PARIS, 17 mai 2017 (AFP) – La nouvelle ministre du Travail, Muriel Pénicaud, a assuré qu’elle aura « à coeur d’être à l’écoute des partenaires sociaux » pour oeuvrer aux réformes sociales du quinquennat Macron, mercredi lors de la passation de pouvoirs avec Myriam El Khomri.

« Les transformations dont le pays a besoin ne peuvent se faire que grâce et à travers le dialogue social », qui est « au coeur des enjeux à venir », a déclaré la ministre devant le personnel de la rue de Grenelle.

« J’aurai à coeur d’être à leur écoute, les équipes du ministère et les partenaires sociaux, pour oeuvrer ensemble aux réformes, celles qui sont déjà menées (…) et celles qui sont nécessaires encore pour la France et qui sont engagées désormais par le président de la République et le Premier ministre », a assuré cette spécialiste des ressources humaines.

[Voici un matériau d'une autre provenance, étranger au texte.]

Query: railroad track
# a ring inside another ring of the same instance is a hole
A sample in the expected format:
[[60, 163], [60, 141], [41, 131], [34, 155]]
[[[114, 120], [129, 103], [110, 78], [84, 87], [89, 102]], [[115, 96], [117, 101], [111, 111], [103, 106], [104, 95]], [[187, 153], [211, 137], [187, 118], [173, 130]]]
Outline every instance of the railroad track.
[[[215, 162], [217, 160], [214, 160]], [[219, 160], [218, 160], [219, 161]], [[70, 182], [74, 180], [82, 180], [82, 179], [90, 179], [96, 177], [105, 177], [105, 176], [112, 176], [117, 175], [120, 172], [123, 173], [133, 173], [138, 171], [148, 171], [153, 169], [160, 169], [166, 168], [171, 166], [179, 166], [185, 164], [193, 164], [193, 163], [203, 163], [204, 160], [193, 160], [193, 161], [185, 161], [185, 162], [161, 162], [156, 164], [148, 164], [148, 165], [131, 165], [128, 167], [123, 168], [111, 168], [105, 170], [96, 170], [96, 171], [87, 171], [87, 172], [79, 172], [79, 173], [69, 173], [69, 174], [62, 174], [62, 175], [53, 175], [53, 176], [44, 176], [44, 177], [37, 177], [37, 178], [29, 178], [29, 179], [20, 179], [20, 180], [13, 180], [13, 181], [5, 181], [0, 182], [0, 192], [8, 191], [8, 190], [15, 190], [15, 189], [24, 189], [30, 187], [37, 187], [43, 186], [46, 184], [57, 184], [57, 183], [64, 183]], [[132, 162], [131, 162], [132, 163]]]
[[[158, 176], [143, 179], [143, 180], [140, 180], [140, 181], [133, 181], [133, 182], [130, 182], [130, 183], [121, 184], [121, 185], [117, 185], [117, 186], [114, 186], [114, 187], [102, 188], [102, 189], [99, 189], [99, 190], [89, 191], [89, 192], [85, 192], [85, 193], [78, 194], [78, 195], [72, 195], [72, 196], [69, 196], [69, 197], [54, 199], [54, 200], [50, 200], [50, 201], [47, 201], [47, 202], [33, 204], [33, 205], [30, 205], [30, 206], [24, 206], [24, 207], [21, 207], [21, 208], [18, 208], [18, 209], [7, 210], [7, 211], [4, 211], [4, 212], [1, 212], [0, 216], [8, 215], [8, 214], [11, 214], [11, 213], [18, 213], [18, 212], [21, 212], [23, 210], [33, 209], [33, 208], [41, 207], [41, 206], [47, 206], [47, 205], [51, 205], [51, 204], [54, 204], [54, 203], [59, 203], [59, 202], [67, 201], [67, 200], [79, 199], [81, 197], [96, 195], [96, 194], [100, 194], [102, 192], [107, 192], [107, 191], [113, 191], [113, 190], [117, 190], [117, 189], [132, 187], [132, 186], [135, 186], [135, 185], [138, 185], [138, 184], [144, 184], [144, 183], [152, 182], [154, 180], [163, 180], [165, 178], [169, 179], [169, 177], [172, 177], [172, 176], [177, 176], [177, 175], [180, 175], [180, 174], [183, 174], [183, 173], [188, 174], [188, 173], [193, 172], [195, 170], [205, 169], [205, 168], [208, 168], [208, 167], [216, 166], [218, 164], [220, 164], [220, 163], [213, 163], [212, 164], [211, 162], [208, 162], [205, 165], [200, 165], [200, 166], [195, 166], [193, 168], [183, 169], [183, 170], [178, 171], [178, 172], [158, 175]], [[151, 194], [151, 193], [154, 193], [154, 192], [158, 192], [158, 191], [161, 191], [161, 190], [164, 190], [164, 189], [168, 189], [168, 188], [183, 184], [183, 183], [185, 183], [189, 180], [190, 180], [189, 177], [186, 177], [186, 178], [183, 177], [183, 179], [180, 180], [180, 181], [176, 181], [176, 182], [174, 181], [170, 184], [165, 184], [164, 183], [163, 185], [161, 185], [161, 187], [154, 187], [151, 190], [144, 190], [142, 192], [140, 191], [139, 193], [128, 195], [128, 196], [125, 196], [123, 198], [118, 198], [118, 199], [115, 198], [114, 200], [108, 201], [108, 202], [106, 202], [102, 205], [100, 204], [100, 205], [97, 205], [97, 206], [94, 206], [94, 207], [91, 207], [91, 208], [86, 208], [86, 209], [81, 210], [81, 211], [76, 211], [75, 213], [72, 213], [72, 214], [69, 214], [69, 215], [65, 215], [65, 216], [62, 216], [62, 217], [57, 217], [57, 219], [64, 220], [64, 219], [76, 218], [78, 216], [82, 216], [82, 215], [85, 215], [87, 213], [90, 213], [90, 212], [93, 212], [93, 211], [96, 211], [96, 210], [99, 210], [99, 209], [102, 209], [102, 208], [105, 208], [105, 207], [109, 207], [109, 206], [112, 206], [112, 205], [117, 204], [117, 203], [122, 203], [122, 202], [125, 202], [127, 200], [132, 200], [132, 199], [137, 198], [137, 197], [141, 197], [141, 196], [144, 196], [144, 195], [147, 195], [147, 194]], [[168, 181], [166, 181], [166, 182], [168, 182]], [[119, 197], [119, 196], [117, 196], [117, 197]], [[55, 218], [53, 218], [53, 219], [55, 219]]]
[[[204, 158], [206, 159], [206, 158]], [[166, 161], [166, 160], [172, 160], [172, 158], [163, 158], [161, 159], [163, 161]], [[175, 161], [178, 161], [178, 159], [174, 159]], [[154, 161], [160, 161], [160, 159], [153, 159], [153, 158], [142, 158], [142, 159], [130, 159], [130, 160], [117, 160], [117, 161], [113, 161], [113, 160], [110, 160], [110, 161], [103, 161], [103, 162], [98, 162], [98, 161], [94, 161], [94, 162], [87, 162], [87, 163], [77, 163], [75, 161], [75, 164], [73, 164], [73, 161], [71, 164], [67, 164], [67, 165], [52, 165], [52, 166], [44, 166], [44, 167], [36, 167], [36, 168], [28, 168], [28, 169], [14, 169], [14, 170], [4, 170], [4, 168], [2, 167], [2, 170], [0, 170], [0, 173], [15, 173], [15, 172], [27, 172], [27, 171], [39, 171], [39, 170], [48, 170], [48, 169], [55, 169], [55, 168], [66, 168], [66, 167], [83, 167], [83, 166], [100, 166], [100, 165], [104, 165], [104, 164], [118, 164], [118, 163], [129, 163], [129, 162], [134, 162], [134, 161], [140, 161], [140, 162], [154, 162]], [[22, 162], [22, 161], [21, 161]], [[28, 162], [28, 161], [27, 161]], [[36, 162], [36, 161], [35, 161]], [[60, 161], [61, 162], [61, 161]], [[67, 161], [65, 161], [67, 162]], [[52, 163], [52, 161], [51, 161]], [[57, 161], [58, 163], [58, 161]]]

Muriel Pénicaud, 62 ans, dont la feuille de route sera notamment de réformer le code du travail dans la lignée de la loi El Khomri, a fait part de sa volonté de « faire converger la réussite économique et sociale, c’est-à-dire la réussite des entreprises qui créent de l’emploi, et la réussite des salariés ».

Elle s’est dite « fière » de succéder à une « femme d’action » dont elle a salué « le courage et la ténacité ».

Pour sa part, Myriam El Khomri a dit « assumer la tête haute le contenu de la loi travail » qui fut très contestée, ajoutant: « J’ai compris que votre feuille de route allait vous conduire à approfondir ce sillon de la négociation collective dans l’entreprise. Je vous souhaite bon courage. Les forces sociales existent, il faut les respecter », a-t-elle dit.

« Que le nombre de demandeurs d’emploi soit aujourd’hui encore trop élevé, personne ne peut le contester. Mais je le dis sans sourciller: nous vous passons les commandes d’un pays qui se porte bien mieux qu’il y a cinq ans », a poursuivi celle qui fut la benjamine du gouvernement.

« Il vous revient d’amplifier cette tendance et quelle que soit ma place dans les prochains mois, vous pourrez toujours compter sur mon concours bienveillant », lui a-t-elle assuré.

Émue, Myriam El Khomri a dit quitter son ministère « avec des motifs de fierté », comme le plan de formation des chômeurs, la garantie jeune, le compte personnel d’activité et l’encadrement du travail détaché.